Uzun yıllar sonra kendisine rastladım. Hala güzelliği yerindeydi. Yine de konuşurken sinirli idi. Boynunun sol tarafında bir yara izi, bir ameliyat izi, bir bıçak yarası gibi bir işret vardı. O sebeple de resim çektirirken sol tarafını hiç göstermezdi. “Taş plaktan Bugüne” adlı programı sunarken, Sâime Sinan’ı da buldum ve ona çok rica ettim. Fakat dil dökmelerim boşa çıktı, gelmedi.
Şunu da söyleyeyim ki, okumaya epey ürkekleşmiş olduğunu fark ettim. Mikrofondan ve dinleyici karşısına çıkmaktan çekiniyordu, üzülmüştüm. Gerçekten iyi bir okuyucu, iyi bir solistti. Şimdilerde gazinolarda assolist olarak geçinenler var ya, Sâime’nin eline su dökemezlerdi. Çağdaşları, hatta kendisinden çok büyük bir ablaları hala okurken, Sâime’nin ismini dahi çok kişinin bilmemesi, inanın musikimiz için esefle anılacak bir olaydır.”
Hem yaş olarak, hem ses olarak sahneyi ve radyoyu bırakacak yaşta olmamasına rağmen, çok erken sahnelerden çekilmiş, televizyondan basından uzak durduğu yıllarda kendini adeta unutturmuştur.
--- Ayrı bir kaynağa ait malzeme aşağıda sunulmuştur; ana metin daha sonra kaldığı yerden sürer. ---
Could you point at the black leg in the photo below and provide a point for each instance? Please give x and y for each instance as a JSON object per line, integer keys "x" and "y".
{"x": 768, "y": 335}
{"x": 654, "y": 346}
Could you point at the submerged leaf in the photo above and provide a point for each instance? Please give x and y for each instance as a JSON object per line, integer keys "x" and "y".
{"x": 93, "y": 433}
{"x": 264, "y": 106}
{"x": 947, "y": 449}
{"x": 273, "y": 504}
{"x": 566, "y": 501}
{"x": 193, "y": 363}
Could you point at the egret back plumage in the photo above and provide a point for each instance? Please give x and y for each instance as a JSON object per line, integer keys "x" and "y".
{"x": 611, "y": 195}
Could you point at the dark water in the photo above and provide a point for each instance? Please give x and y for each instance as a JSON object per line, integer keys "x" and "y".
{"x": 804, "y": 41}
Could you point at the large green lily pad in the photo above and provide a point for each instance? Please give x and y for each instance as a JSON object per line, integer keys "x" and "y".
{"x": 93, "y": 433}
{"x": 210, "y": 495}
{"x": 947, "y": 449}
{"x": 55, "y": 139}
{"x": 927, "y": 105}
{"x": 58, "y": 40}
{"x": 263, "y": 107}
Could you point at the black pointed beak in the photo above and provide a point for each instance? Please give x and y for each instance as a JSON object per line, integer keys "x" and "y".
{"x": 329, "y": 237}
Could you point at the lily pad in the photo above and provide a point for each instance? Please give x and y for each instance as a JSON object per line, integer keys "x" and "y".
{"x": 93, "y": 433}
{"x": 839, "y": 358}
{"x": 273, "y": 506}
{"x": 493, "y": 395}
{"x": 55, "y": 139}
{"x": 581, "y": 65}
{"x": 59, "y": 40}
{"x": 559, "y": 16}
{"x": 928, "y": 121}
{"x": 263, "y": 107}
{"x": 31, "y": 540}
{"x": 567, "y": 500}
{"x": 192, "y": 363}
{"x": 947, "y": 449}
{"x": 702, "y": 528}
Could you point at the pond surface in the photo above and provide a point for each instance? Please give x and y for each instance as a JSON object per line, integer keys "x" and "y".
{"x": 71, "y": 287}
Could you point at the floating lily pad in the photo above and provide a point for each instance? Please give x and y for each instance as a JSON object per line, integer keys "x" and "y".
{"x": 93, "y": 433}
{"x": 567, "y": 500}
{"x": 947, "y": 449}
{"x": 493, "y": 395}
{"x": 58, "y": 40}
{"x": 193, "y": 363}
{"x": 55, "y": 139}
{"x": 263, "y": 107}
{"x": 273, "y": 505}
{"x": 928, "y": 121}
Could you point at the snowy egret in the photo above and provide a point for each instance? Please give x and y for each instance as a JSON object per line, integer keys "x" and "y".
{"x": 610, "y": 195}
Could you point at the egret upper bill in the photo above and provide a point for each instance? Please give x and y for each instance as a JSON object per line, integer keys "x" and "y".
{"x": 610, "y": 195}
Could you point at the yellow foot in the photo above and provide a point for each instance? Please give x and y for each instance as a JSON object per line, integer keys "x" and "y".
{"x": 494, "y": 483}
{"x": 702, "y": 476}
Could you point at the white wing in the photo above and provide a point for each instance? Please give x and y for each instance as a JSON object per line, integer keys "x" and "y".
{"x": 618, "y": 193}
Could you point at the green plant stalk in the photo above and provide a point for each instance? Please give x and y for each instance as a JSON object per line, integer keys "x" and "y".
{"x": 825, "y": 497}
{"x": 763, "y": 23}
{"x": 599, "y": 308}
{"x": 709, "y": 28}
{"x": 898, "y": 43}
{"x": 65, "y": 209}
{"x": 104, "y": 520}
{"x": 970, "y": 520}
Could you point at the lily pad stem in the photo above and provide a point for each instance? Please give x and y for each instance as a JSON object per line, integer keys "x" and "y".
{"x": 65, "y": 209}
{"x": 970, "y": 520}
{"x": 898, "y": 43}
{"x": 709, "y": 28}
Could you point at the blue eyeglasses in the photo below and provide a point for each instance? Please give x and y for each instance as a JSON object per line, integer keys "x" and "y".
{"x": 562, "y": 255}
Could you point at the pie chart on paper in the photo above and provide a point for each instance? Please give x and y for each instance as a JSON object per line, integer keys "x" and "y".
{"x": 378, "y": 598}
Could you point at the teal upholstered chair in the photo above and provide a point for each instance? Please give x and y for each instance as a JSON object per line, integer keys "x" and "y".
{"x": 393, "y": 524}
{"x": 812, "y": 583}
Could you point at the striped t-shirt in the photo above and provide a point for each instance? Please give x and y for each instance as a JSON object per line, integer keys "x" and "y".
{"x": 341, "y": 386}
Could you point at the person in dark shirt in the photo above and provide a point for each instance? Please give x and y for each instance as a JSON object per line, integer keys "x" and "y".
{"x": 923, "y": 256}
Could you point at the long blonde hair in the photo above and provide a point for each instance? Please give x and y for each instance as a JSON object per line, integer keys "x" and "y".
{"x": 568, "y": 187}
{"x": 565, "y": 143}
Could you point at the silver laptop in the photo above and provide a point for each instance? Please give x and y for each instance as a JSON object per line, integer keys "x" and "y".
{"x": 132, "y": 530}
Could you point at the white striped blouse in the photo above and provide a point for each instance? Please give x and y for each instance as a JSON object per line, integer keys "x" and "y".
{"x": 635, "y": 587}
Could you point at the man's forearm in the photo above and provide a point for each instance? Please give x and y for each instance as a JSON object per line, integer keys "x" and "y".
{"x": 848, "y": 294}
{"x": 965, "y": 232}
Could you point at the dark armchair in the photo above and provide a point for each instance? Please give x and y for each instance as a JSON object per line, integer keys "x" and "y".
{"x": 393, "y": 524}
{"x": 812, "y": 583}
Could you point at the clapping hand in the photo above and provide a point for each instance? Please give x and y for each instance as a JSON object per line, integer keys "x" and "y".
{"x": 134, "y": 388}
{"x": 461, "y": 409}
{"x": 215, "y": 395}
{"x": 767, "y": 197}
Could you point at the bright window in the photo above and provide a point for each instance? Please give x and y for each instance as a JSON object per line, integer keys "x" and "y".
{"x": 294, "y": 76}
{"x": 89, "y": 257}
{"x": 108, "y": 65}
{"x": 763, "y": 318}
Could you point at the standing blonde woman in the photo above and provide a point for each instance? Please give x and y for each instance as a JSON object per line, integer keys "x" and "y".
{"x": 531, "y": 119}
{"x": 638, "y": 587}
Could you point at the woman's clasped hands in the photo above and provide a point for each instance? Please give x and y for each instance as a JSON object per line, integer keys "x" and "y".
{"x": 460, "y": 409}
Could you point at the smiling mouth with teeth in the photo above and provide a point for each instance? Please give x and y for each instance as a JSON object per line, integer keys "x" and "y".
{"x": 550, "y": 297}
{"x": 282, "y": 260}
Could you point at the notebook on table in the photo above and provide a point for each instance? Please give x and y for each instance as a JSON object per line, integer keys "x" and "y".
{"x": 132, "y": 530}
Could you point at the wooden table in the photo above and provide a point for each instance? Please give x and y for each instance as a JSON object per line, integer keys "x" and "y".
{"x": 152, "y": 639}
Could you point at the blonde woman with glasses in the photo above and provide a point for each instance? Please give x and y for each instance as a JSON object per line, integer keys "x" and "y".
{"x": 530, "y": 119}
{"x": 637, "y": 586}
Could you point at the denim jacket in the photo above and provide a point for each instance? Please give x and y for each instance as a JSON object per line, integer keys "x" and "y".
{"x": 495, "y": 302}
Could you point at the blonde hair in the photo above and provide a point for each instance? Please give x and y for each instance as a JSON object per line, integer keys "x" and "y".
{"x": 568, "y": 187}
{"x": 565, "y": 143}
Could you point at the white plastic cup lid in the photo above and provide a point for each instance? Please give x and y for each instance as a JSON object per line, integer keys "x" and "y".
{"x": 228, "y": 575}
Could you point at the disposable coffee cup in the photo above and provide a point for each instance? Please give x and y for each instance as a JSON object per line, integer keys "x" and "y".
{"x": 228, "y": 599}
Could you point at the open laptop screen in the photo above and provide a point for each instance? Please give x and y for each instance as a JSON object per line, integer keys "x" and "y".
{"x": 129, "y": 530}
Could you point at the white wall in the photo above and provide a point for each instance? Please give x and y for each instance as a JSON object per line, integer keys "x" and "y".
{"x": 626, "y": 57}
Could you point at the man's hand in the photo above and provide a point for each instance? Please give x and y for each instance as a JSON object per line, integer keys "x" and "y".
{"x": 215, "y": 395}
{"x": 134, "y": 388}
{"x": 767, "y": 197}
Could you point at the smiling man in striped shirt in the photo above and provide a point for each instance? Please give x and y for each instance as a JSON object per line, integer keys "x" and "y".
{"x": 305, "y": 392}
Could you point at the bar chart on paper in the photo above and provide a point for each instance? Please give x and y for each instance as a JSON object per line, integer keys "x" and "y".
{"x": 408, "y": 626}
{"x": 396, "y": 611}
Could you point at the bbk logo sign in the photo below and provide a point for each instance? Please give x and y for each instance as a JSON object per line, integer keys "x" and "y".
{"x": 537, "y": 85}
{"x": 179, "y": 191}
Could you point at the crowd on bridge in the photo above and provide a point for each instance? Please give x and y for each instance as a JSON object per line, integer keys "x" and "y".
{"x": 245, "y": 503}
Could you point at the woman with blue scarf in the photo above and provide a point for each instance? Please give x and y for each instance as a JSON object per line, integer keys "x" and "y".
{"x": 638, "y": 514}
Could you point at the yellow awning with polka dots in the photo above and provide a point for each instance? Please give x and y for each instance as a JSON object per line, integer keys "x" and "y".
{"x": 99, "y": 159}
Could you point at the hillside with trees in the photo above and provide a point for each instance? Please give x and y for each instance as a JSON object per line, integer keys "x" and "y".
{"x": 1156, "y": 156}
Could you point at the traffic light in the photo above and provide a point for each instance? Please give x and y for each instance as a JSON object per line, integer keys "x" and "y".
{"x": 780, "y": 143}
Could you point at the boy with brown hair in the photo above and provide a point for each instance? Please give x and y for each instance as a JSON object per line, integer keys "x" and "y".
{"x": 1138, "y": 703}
Vefat ettiği 11 Nisan 2008 tarihinde, ölümüyle ilgili gazetelerde haberi bile yayımlanmamıştır. Vefatıyla beraber Sâime Sinan’da, günümüzün bizi yalnızlaştıran tüketim çağında, unuttuğumuz değerlerin arasına katılmıştır.
Sâime hanımdan geriye yalnızca arşivcilerin elindeki plakları ve radyo konserlerinden örnek arşiv kayıtları kalmış, sanatçı ile ilgili eski kayıtlarından oluşan bir albüm çalışması henüz yapılmamıştır.